EDIT 1: The comments had very good points, and I'd like to add them here.

kts points out that Sun's JAVA does indeed have pointers if you look deeply enough. Thanks! I hadn't known, and that's rather cool. However, the fundamental point is that JAVA objects are typed and C types aren't. Yes, you can circumvent this, but this is the same as the difference between opt-in and opt-out spam: yes, you could abuse the JAVA pointers, but the default is that no abuse is possible. You'd have to opt in.

martin-york points out that the example I showed is a purely C phenomenon. This is true, but

1. C++ mostly contains C as a subset (the differences are usually too minor to list).
2. C++ includes reinterpret_cast<T> specifically to allow hacks like this.
3. Just because it's discouraged doesn't mean it isn't pervasive or dangerous. Basically, even if JAVA has opt-in pointers (as I'll call them), the fact is that the person using them has probably thought of the consequences. C's casts are so easy that they're at times done without thinking (To quote Stroustroup, "But the new syntax was made deliberately ugly, because casting is still an ugly and often unsafe operation."). There's also the fact that the work needed to circumvent JAVA's type system is far more than what would make for a clever hack, while circumventing the C type system (and, yes, the C++ type system) is easy enough that I've seen it done just for a minor performance boost.

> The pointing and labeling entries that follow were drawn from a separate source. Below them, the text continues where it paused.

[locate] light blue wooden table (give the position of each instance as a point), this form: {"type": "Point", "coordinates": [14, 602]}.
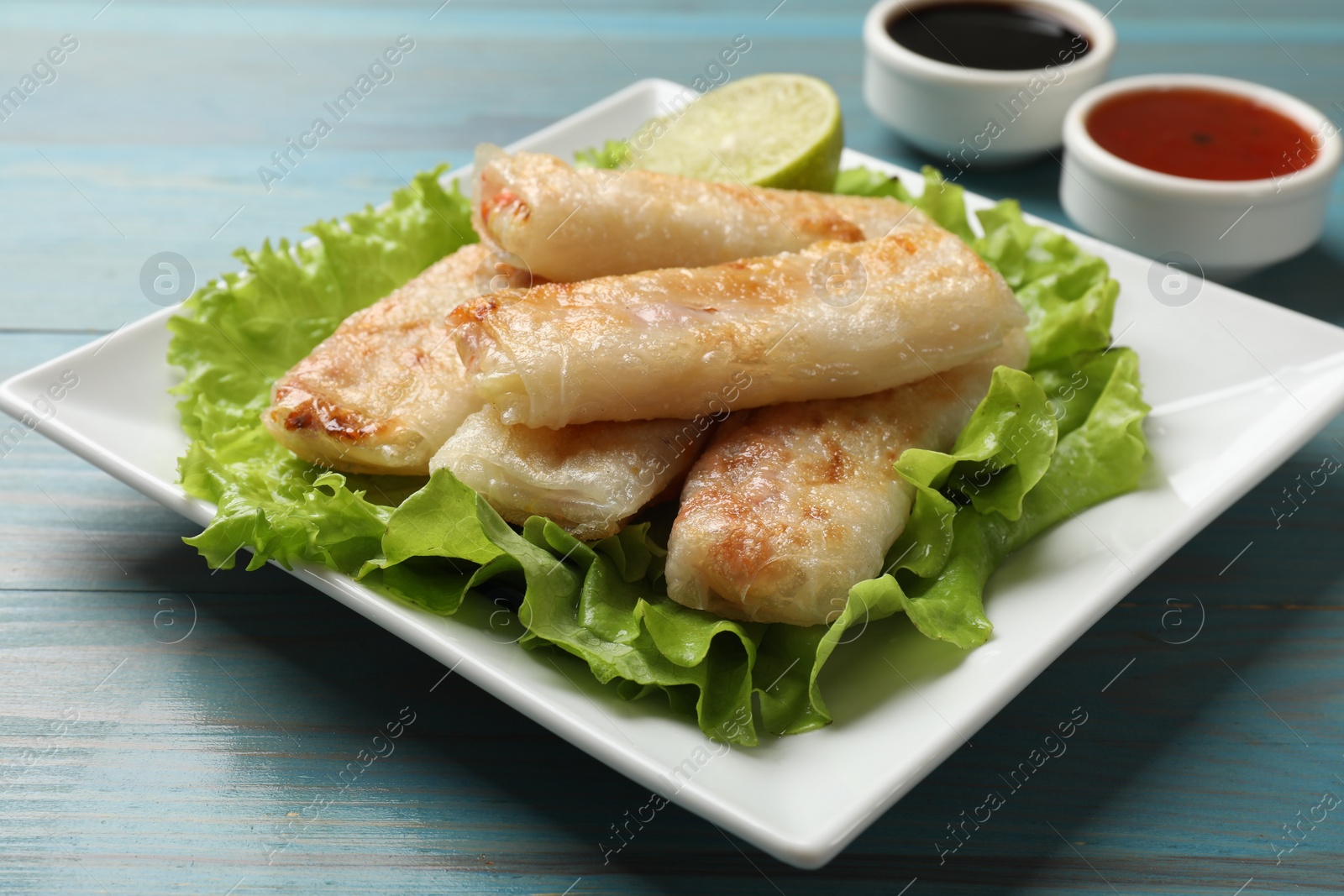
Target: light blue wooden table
{"type": "Point", "coordinates": [131, 763]}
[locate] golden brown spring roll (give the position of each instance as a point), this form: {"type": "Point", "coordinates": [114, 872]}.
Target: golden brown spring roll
{"type": "Point", "coordinates": [589, 479]}
{"type": "Point", "coordinates": [667, 343]}
{"type": "Point", "coordinates": [571, 224]}
{"type": "Point", "coordinates": [786, 512]}
{"type": "Point", "coordinates": [387, 389]}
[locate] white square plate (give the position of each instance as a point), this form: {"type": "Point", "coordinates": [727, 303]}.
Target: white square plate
{"type": "Point", "coordinates": [1236, 385]}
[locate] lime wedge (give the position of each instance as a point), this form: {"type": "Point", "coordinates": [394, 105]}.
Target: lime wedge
{"type": "Point", "coordinates": [768, 130]}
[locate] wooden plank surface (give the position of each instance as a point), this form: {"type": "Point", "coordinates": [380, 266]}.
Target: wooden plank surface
{"type": "Point", "coordinates": [165, 730]}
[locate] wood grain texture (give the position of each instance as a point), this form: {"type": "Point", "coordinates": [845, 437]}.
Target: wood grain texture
{"type": "Point", "coordinates": [186, 768]}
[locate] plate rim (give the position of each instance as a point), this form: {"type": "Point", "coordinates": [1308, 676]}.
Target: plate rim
{"type": "Point", "coordinates": [412, 625]}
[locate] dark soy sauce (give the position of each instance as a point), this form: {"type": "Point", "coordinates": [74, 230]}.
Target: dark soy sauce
{"type": "Point", "coordinates": [1000, 36]}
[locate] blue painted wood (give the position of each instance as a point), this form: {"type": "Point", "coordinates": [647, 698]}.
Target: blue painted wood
{"type": "Point", "coordinates": [132, 765]}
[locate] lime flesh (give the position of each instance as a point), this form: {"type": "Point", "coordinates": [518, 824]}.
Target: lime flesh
{"type": "Point", "coordinates": [765, 130]}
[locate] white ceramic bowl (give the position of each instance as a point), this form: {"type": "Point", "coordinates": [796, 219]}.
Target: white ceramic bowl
{"type": "Point", "coordinates": [980, 116]}
{"type": "Point", "coordinates": [1229, 228]}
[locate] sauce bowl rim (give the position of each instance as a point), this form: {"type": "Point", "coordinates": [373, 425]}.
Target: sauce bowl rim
{"type": "Point", "coordinates": [1079, 143]}
{"type": "Point", "coordinates": [1077, 13]}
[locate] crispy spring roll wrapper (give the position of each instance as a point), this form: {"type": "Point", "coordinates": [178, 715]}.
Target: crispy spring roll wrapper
{"type": "Point", "coordinates": [387, 389]}
{"type": "Point", "coordinates": [669, 343]}
{"type": "Point", "coordinates": [786, 512]}
{"type": "Point", "coordinates": [589, 479]}
{"type": "Point", "coordinates": [577, 223]}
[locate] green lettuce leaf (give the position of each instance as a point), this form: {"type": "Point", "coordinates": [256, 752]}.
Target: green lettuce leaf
{"type": "Point", "coordinates": [1043, 445]}
{"type": "Point", "coordinates": [613, 154]}
{"type": "Point", "coordinates": [242, 331]}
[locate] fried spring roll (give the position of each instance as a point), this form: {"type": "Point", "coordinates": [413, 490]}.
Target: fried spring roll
{"type": "Point", "coordinates": [667, 343]}
{"type": "Point", "coordinates": [571, 224]}
{"type": "Point", "coordinates": [786, 512]}
{"type": "Point", "coordinates": [387, 389]}
{"type": "Point", "coordinates": [589, 479]}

Anyway, discouraging something doesn't make it not happen. I discourage bad coding, but I haven't seen it get me anywhere...

As for the feature being useful, it admittedly is (just look up "fast inverse square root" on Google or Wikipedia) but it is dangerous enough that, following Stroustroup's maxim that ugly operations should be ugly, the difficulty threshold should be significantly higher.